In this presentation art conservator Ann Shaftel will share stories about working with Chogyam Trungpa Rinpoche on the conservation of his own creations, and how her 50 years of experience regarding the care of sacred art has affected her approach to the conservation of the “I am here Mukpo” calligraphy.
This large calligraphy on wallboard, considered to be a profound work of sacred art, a beautiful calligraphy, a piece of history, a political statement, a damaged artifact, a conservation challenge, and perhaps only two-thirds genuine, inspires lively discussion.
In the early 1980s, in an old office building, the first Buddhist meditation center was established in Halifax, Nova Scotia, on Barrington Street. For a public reception and talk, Chogyam Trungpa calligraphed the words “I am here, Mukpo” (his family name) on a wall.
When the group moved, his students took two of the calligraphed wallboard panels with them (the first panel was structural), to their new centre on Tower Road. In the mid 1980s, members of the Buddhist community who moved to Halifax, would sign the back of the calligraphy with the date of their arrival.
When The Canadian Museum of Immigration at Pier 21 wanted to include the entire calligraphy in an exhibit, Ann Shaftel and her team re-created the lost first panel. Following the exhibition, the calligraphy, large and vulnerable, was moved to an elementary school, then into storage, and then to a new Buddhist center where it went into storage until recently installed in a reception room.
Conservation and Creation: “I am here Mukpo” Calligraphy will be held on 26 April at 16:00 Eastern Standard Time. The presentation will be about 45 minutes, including Q&A.
Donations for this presentation will go directly to ongoing conservation work with Buddhist monasteries and their communities, and for Treasure Caretaker Training, a free preservation resource with practical information on digital documentation, risk assessment, disaster recovery, safer storage, and preservation of thangkas and other treasures.

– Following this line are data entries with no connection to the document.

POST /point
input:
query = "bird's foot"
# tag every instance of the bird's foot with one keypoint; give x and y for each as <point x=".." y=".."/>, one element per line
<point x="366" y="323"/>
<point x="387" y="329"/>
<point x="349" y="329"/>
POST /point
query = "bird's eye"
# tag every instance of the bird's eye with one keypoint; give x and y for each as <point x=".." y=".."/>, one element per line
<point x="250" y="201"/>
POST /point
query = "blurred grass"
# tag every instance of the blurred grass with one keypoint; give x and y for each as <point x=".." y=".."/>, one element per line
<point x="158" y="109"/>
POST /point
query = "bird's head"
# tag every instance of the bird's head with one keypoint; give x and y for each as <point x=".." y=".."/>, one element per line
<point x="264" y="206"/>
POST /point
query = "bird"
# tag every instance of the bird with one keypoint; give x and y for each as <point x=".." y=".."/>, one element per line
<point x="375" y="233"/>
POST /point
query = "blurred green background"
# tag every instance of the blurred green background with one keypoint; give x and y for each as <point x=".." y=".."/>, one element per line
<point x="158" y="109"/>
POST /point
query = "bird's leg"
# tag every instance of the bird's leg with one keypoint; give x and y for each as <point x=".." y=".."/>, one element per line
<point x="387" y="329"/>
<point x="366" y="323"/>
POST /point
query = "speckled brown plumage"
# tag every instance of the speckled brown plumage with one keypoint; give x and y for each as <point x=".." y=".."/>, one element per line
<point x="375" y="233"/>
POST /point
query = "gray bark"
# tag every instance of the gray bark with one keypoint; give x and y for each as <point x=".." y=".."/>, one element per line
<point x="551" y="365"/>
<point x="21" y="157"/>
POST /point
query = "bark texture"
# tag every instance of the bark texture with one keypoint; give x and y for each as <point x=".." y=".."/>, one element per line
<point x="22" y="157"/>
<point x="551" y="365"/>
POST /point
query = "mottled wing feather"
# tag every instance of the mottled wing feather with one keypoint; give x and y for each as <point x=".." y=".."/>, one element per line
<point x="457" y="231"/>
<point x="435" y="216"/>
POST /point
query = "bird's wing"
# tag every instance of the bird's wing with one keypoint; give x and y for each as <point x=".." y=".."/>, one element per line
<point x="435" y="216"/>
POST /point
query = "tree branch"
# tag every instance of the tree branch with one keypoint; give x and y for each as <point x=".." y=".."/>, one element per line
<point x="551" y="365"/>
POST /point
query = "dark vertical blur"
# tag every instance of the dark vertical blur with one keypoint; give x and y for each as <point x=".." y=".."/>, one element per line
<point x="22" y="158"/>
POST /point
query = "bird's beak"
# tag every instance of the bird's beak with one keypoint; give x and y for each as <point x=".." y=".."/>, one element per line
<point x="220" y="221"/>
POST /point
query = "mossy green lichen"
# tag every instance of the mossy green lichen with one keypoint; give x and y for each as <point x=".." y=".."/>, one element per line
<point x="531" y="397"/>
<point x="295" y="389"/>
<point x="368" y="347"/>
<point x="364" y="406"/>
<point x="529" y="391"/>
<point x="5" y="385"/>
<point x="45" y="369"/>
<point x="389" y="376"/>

Ann Shaftel is a Fellow of the International Institute for Conservation, a Fellow of the American Institute for Conservation, and a member of the Canadian Association of Professional Conservators, ICOM AND ICOMOS. Ann works internationally in museums, universities, Dharma centers, monasteries, and their communities. She directs the registered non-profit Treasure Caretaker Training, and has researched and worked in monasteries and museums since 1970.